Pasal 3 ayat (4) KUHP Baru menyatakan:
“Dalam hal setelah putusan pemidanaan berkekuatan hukum tetap dan perbuatan yang terjadi tidak lagi merupakan Tindak Pidana menurut peraturan perundang-undangan yang baru, pelaksanaan putusan pemidanaan dihapuskan.”
Penjelasan:
Salah satu contoh penerapan Pasal 3 ayat (4) KUHP Baru adalah dalam kasus perzinahan. Pada KUHP lama, perzinahan dapat dipidana apabila ada pengaduan dari suami atau istri. Namun, dalam KUHP baru pengaturannya berubah, sehingga beberapa bentuk hubungan konsensual antar orang dewasa tidak lagi dianggap tindak pidana. Misalnya, seseorang dipidana pada tahun 2024 karena pasangannya mengadu ke pihak berwenang. Dua tahun kemudian, tahun 2026, aturan berubah dan hubungan tersebut tidak lagi masuk kategori tindak pidana.
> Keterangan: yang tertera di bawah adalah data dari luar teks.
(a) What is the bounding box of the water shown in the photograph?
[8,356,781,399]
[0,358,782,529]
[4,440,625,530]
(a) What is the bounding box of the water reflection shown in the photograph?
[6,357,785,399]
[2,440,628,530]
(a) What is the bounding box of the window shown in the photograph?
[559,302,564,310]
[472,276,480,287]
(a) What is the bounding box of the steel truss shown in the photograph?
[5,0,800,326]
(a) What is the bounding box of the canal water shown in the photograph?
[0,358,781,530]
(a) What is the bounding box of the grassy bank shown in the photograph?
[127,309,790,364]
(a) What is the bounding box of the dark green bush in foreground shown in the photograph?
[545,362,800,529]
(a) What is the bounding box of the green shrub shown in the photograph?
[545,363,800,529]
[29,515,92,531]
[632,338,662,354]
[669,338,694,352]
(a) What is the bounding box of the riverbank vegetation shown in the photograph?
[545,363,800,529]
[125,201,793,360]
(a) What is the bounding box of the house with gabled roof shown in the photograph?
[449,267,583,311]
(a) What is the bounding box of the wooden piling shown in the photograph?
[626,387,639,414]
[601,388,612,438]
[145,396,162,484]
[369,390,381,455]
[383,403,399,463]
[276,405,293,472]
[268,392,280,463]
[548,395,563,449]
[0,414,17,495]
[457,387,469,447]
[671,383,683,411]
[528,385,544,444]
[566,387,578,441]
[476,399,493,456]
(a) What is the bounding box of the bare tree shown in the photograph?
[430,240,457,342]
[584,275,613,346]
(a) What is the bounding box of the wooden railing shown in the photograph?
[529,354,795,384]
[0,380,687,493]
Akibatnya, meskipun putusan sudah berkekuatan hukum tetap, pelaksanaan pidana harus dihentikan.
Contoh lain dapat dilihat pada kasus penjualan minuman beralkohol tertentu. Di beberapa daerah, KUHP lama dan aturan lokal masih menganggapnya sebagai tindak pidana dengan ancaman hukuman penjara. Namun, jika kemudian keluar peraturan baru yang menghapus ketentuan pidana tersebut dan hanya menjadikannya pelanggaran administratif, maka pidana yang sedang dijalani menjadi tidak sah lagi. Misalnya, seorang pedagang dipidana enam bulan penjara pada tahun 2024, tetapi tahun 2026 aturan pidananya dihapus. Dengan sendirinya, eksekusi pidana tidak bisa dilanjutkan.
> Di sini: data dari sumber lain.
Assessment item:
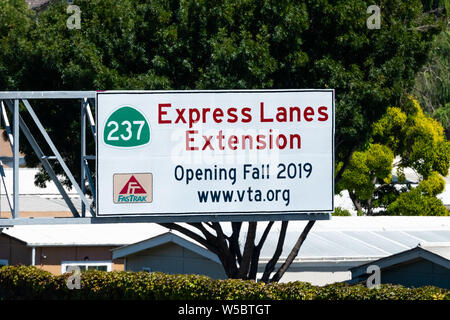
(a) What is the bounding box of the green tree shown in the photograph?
[337,97,450,215]
[0,0,445,281]
[332,207,352,216]
[413,0,449,137]
[0,0,35,90]
[388,172,448,216]
[337,143,395,215]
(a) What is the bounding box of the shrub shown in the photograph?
[332,207,352,216]
[0,266,449,300]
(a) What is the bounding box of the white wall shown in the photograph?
[0,168,78,195]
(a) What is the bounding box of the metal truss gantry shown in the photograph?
[0,91,96,226]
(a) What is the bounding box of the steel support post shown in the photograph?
[12,99,19,218]
[81,99,87,217]
[1,101,14,150]
[84,159,96,204]
[86,101,96,139]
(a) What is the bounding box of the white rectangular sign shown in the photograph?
[96,90,334,220]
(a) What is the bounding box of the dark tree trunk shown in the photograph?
[228,222,242,265]
[270,220,315,282]
[260,221,289,283]
[349,191,364,212]
[248,221,274,280]
[159,219,316,282]
[334,146,357,185]
[237,222,257,279]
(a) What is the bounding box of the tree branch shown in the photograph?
[228,222,242,265]
[260,221,288,283]
[191,222,240,278]
[349,191,364,212]
[237,222,257,279]
[335,146,357,185]
[374,183,389,193]
[188,223,217,243]
[422,8,443,16]
[248,221,274,280]
[158,223,217,253]
[409,24,440,32]
[204,222,215,229]
[256,221,274,249]
[271,220,316,282]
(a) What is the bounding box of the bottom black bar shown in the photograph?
[1,300,448,319]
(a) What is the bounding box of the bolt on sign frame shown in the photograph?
[0,91,332,227]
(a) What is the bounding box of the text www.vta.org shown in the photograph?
[197,187,290,206]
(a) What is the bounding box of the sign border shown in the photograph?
[95,89,334,221]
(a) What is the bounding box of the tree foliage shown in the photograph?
[414,31,450,134]
[413,5,449,138]
[388,172,448,216]
[373,98,450,178]
[0,0,35,90]
[338,97,450,215]
[0,0,445,280]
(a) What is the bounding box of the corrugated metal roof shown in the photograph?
[1,223,168,246]
[2,217,450,261]
[256,217,450,259]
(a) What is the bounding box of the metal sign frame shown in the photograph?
[0,91,332,226]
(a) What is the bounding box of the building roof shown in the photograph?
[255,217,450,261]
[1,223,169,247]
[420,243,450,260]
[349,243,450,281]
[112,231,221,264]
[2,217,450,263]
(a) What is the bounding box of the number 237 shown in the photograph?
[106,120,145,141]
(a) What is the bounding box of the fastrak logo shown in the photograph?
[118,176,147,202]
[113,173,153,204]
Kasus serupa juga bisa ditemukan dalam hal unjuk rasa tanpa izin. Dahulu, aksi demonstrasi yang dilakukan tanpa izin bisa dikenakan ancaman pidana. Namun, dengan berlakunya aturan baru, perbuatan tersebut tidak lagi dikategorikan sebagai tindak pidana, melainkan hanya pelanggaran administratif yang bisa berujung pembubaran. Jika seseorang sudah divonis pada tahun 2023 dan aturan berubah pada tahun 2025, maka hukuman pidananya harus dihentikan.
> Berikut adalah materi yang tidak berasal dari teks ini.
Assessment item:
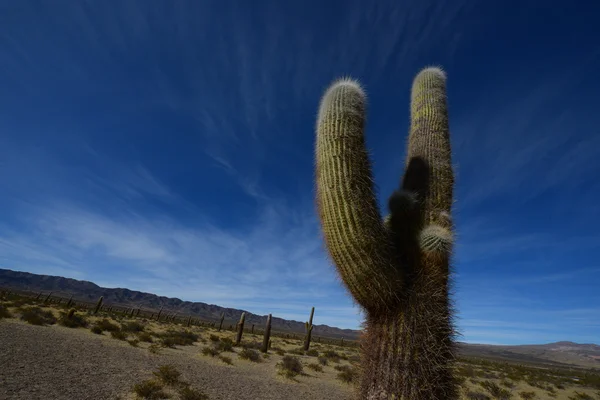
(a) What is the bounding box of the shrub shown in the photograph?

Contoh terakhir adalah penggunaan mata uang asing dalam transaksi tertentu. Dalam aturan lama, penggunaan valuta asing di luar ketentuan bisa dikenakan pidana. Akan tetapi, ketika peraturan baru menurunkan statusnya menjadi sekadar pelanggaran administratif, maka putusan pidana yang pernah dijatuhkan otomatis kehilangan dasar pelaksanaannya. Seseorang yang pernah dijatuhi pidana karena bertransaksi dengan dolar AS misalnya, tidak lagi dapat dieksekusi setelah hukum baru berlaku.